Quello spaziare senza bisogno di far traslochi o viaggi ma semplicemente aprendo la finestra è
rimasto il movimento della sua letteratura. Una letteratura che della lingua italiana ha mostrato
l’inventiva, l’estro, il genio, come soltanto Gadda, prima di lui, era riuscito a fare, tuttavia con
risultati più astrusi, meno limpidi, inanemente faticosi. Arbasino è stato uno sperimentatore, le
parole le ha usate come i Beatles hanno usato le note, all’italiano ha messo le ali, lo ha reso
sexy senza levargli neanche la giacca. Per questo è stato il solo realmente irresistibile del
Gruppo ’63.

Il solo realmente inclassificabile. Quello che ha ballato di tutto, ed è stato a suo agio in tutte le
forme, su tutti i divani, a tutte le feste. Quello che ha scritto libri che sono cinema, epica,
tarocchi, rap (io sogno un disco ispirato a Fratelli d’Italia, qualcuno provveda, per favore). Quello
che ha schivato l’eterno ma ha detto l’universale, e ci è riuscito perché «L’io di Arbasino è un io
minimo prossimo allo zero, sparisce di fronte all’oggetto su cui lavora» (Alfonso Berardinelli), che
poi è anche il motivo per il quale i suoi libri li riscriveva continuamente. Ha scritto di vite vere
tranne la sua. Ha fatto il romanzo borghese antiborghese. Ha raccontato lo scandalo come il lato
pittoresco della libertà, essendone intenerito e innamorato come a Moravia non riuscì mai fino in
fondo di essere, nonostante le migliori intenzioni.

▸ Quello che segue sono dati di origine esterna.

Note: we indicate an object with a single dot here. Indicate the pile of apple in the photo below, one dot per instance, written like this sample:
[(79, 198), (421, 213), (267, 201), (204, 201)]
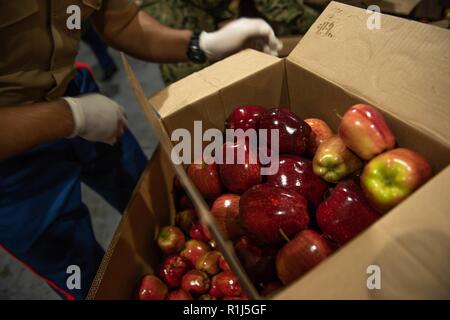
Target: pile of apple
[(328, 189)]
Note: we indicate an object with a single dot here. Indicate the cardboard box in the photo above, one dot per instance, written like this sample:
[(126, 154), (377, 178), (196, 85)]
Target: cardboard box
[(403, 69)]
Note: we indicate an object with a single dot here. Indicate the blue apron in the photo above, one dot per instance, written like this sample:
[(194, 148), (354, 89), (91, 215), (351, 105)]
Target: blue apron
[(43, 221)]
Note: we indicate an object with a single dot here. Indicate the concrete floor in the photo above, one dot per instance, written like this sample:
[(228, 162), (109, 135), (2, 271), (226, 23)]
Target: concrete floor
[(16, 282)]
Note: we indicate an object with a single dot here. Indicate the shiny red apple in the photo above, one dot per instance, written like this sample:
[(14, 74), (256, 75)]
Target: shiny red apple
[(228, 284), (209, 263), (294, 133), (226, 213), (306, 250), (206, 178), (197, 232), (171, 239), (258, 262), (185, 220), (345, 213), (152, 288), (320, 131), (239, 176), (195, 282), (391, 177), (179, 295), (244, 117), (296, 173), (365, 131), (268, 211), (172, 270), (193, 250)]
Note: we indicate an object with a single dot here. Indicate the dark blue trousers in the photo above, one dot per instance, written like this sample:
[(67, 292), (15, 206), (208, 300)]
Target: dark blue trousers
[(43, 221)]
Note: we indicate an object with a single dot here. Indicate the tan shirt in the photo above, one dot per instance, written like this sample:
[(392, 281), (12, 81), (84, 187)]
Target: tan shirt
[(37, 50)]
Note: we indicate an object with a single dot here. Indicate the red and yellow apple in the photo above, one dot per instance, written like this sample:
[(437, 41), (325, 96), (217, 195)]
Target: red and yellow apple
[(365, 132)]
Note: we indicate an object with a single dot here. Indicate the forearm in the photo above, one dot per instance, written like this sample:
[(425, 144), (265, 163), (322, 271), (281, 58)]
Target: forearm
[(24, 127), (143, 37)]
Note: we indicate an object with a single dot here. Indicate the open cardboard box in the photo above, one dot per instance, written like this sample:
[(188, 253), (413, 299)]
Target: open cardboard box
[(403, 69)]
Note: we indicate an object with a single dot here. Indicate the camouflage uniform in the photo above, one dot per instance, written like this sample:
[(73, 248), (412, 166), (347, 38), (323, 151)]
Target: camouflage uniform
[(287, 17), (187, 14)]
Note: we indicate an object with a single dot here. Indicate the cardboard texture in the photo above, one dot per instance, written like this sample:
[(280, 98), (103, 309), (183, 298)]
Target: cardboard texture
[(402, 69)]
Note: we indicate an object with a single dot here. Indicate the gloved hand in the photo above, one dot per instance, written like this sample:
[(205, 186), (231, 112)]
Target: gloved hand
[(97, 118), (235, 35)]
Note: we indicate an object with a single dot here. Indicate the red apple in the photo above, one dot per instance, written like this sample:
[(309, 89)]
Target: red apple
[(185, 220), (226, 212), (365, 132), (320, 131), (172, 270), (209, 262), (300, 255), (345, 213), (296, 173), (195, 282), (223, 264), (228, 284), (294, 133), (239, 177), (258, 262), (244, 117), (197, 233), (392, 176), (193, 250), (334, 161), (170, 239), (179, 295), (152, 288), (214, 291), (206, 178), (268, 211)]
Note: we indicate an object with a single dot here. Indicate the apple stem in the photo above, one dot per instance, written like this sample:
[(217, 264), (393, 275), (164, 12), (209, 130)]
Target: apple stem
[(284, 235)]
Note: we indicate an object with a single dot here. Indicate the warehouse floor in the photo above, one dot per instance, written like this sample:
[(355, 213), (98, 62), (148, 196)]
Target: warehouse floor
[(16, 282)]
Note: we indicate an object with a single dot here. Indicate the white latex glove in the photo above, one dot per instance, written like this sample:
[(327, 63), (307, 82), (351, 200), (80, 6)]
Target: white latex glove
[(97, 118), (236, 35)]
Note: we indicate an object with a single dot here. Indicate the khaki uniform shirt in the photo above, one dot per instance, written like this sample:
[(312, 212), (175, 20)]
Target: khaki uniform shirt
[(37, 50)]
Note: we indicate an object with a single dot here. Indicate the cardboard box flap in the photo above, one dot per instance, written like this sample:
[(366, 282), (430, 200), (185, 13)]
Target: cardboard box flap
[(403, 67), (206, 82), (410, 245)]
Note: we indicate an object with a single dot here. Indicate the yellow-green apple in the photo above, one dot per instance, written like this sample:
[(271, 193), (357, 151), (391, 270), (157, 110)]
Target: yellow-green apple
[(300, 255), (333, 161), (209, 262), (365, 131), (172, 270), (392, 176), (193, 250), (345, 213), (320, 131)]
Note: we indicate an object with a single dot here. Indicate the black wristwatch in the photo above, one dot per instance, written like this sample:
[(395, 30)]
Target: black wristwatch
[(195, 53)]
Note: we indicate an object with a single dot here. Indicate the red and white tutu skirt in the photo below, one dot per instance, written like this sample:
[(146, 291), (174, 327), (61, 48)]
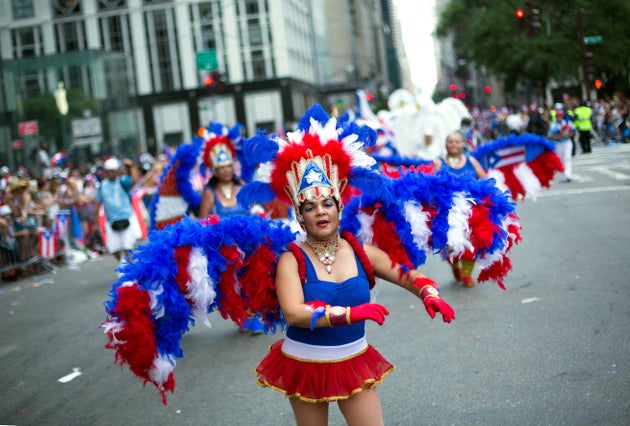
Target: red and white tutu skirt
[(321, 373)]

Cosa Arbasino è stato per la letteratura italiana lo diranno i critici. In parte lo hanno già detto.

Cosa Arbasino è stato per le vite di chi lo ha letto, invece, lo ha detto Guia Soncini, in un tweet di
due anni fa (era il 21 gennaio del 2018 e Arbasino compiva 88 anni): «Sono a letto da stamattina
con un Arbasino, un barattolo di nutella, una bottiglia di Franciacorta, senza nessuno che mi
disturbi. E dimmi: tu come mai hai fatto figli?».